Turquie : Erdogan se sent menacé08/03/20172017Journal/medias/journalnumero/images/2017/03/2536.jpg.445x577_q85_box-0%2C104%2C1383%2C1896_crop_detail.jpg

Dans le monde

Turquie : Erdogan se sent menacé

Le 5 mars, lors d’un meeting à Istanbul, le président turc Erdogan s’en est pris au gouvernement allemand. Il lui a reproché l’annulation dans trois grandes villes d’Allemagne de plusieurs meetings où des ministres turcs devaient intervenir. Il s’agissait de convaincre les résidents turcs de voter oui lors du référendum organisé par Erdogan le 16 avril prochain. Provocateur, Erdogan n’a pas hésité à comparer l’attitude du gouvernement Merkel aux pratiques des nazis.

Depuis le putsch militaire avorté du 15 juillet, Erdogan gouverne, ou plutôt règne, sans respecter ni lois ni Constitution. Il souhaite donc, ni plus ni moins, modifier celle-ci afin de mettre en place un régime ultraprésidentiel lui garantissant les pleins pouvoirs.
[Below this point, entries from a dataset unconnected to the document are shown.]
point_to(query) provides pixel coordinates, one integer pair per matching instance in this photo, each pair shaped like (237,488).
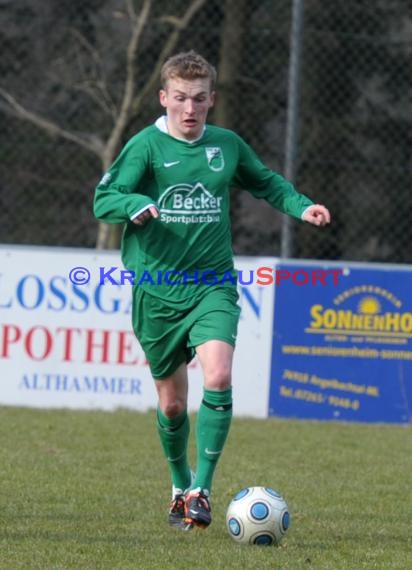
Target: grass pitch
(90,490)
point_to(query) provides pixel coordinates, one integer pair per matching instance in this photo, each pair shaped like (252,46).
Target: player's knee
(173,409)
(219,379)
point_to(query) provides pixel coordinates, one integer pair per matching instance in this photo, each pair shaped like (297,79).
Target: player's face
(187,103)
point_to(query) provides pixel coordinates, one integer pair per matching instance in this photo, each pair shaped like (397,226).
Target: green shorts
(169,334)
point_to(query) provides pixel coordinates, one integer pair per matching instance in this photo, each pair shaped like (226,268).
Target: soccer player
(170,186)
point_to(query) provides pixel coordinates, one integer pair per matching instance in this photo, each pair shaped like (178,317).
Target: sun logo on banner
(369,306)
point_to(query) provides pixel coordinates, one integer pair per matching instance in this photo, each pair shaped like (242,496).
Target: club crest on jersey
(215,158)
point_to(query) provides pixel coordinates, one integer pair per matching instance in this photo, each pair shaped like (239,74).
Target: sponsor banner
(66,338)
(342,348)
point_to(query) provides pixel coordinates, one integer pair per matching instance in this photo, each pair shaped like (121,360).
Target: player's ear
(163,98)
(212,98)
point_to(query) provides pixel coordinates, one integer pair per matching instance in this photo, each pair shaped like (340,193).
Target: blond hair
(187,65)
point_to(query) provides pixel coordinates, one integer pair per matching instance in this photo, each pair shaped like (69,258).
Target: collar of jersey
(161,124)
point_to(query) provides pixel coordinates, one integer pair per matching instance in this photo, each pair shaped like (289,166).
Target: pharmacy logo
(189,203)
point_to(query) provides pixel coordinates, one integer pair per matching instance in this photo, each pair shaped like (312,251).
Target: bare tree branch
(180,25)
(96,86)
(50,127)
(129,87)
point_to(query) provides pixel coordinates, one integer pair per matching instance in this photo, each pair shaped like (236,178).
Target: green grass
(89,490)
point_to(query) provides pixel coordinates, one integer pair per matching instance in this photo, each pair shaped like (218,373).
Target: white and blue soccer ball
(258,515)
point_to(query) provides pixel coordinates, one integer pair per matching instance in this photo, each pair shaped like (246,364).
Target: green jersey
(189,246)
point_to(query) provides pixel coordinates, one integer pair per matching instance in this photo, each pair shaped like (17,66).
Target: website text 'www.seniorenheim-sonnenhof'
(261,276)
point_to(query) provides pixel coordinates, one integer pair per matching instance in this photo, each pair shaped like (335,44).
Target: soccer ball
(257,515)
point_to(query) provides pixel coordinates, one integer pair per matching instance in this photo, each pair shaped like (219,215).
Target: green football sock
(212,428)
(174,435)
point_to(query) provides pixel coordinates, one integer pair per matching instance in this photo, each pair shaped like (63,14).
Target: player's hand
(145,216)
(317,215)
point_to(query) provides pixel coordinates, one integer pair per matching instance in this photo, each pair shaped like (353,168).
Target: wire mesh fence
(66,67)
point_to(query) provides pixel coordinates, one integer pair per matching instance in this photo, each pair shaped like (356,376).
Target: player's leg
(173,425)
(164,343)
(213,334)
(173,428)
(215,411)
(212,428)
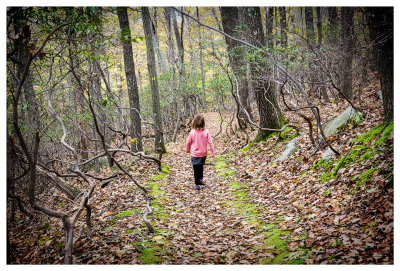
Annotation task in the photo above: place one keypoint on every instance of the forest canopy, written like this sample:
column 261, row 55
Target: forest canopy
column 102, row 96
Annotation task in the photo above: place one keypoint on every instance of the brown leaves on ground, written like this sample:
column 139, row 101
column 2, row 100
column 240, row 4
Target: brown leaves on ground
column 201, row 227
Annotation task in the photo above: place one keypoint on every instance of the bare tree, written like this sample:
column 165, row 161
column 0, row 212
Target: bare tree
column 133, row 93
column 151, row 66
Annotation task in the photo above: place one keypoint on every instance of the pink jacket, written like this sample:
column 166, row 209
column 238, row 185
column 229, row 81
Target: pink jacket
column 196, row 143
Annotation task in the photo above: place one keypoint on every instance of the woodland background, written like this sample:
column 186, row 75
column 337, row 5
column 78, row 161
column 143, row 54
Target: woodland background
column 100, row 101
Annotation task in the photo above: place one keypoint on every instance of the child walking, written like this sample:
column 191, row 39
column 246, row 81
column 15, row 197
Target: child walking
column 196, row 145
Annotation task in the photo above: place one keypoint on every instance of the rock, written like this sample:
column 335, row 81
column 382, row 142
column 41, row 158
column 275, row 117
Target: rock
column 290, row 149
column 328, row 154
column 349, row 115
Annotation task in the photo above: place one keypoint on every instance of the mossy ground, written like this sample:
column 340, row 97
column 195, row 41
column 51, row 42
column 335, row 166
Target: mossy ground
column 275, row 241
column 363, row 149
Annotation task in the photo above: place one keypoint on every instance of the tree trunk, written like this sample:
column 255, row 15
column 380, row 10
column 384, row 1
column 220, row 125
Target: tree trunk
column 203, row 83
column 380, row 22
column 282, row 11
column 154, row 36
column 230, row 23
column 133, row 93
column 151, row 66
column 269, row 26
column 309, row 23
column 182, row 72
column 23, row 54
column 347, row 43
column 269, row 111
column 170, row 42
column 319, row 25
column 332, row 17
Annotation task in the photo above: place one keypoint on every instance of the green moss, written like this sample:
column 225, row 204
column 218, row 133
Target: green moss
column 165, row 170
column 273, row 235
column 248, row 147
column 124, row 214
column 368, row 136
column 148, row 256
column 386, row 134
column 221, row 167
column 364, row 177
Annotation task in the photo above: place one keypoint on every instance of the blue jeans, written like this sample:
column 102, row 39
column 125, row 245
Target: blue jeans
column 198, row 166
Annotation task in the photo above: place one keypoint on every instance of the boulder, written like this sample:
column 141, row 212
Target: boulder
column 349, row 115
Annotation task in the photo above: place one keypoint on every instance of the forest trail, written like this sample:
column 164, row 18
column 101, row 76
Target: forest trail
column 251, row 211
column 219, row 223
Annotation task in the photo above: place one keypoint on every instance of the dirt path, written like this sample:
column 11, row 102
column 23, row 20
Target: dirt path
column 219, row 223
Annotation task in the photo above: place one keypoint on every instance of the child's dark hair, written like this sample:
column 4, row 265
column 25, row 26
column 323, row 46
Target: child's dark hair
column 198, row 122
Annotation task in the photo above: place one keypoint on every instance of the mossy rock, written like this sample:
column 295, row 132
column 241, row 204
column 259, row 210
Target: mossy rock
column 290, row 149
column 350, row 115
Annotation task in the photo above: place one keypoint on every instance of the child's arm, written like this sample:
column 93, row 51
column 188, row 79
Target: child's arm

Il pourrait ainsi gouverner seul par décrets, décider du budget, déclarer l’état d’urgence, nommer les ministres, les hauts fonctionnaires, la moitié des membres de la Cour constitutionnelle, etc. Il serait également commandant en chef de l’armée et maître des services secrets. On entend dire qu’il serait le nouveau sultan. Au passage, il pourrait ainsi également se mettre à l’abri de poursuites judiciaires qui le menacent.

Las, Erdogan est de moins en moins sûr que le oui l’emportera lors du référendum organisé pour approuver cette réforme constitutionnelle. Les effets de l’aggravation de la crise économique pour la population, la dévaluation de 25 % de la livre turque par rapport au dollar et à l’euro, se traduisent par la chute du pouvoir d’achat et par des faillites à la chaîne pour des milliers de petits commerçants, hier encore inconditionnels d’Erdogan. Ainsi, ces dernières semaines, presque tous les sondages donnent le non gagnant, à tel point qu’Erdogan souhaite « pour l’instant les laisser de côté ». À court d’arguments convaincants pour le oui, il recourt à un amalgame selon lequel voter non signifierait voter « avec les terroristes (kurdes) du PKK, et avec les assassins de la bande de Gülen ». Il est en cela relayé jour après jour par les médias, les seuls qui subsistent lui étant entièrement dévoués. Les médias d’opposition ont été muselés, 151 journalistes emprisonnés et 2 500 licenciés, dans l’impossibilité de retrouver du travail.

C’est dans ce contexte que, en février, le correspondant germano-turc du quotidien allemand conservateur Die Welt a été arrêté et emprisonné sous l’accusation de complicité avec le PKK, donc lui-même « terroriste ». Les protestations du gouvernement allemand n’ont abouti qu’à faire monter Erdogan d’un ton. Les autorités allemandes ont donc décidé de ne pas autoriser les meetings électoraux d’Erdogan et de ses ministres sur leur territoire où, depuis deux ans, les Turcs expatriés en Europe sont appelés à participer aux scrutins organisés en Turquie. Craignant de perdre le référendum, Erdogan espère que quelques dizaines de milliers de voix des Turcs d’Allemagne fassent basculer le résultat.

Devant la dégradation de la situation générale, et toujours dans la crainte d’un coup d’État militaire, Erdogan et son gouvernement brandissent maintenant la menace d’une guerre civile si le non l’emportait. Il n’est pas sûr que ces menaces et ces mises en scène destinées à attiser la peur et à se présenter comme l’unique rempart suffisent à sauver l’opération politique d’Erdogan.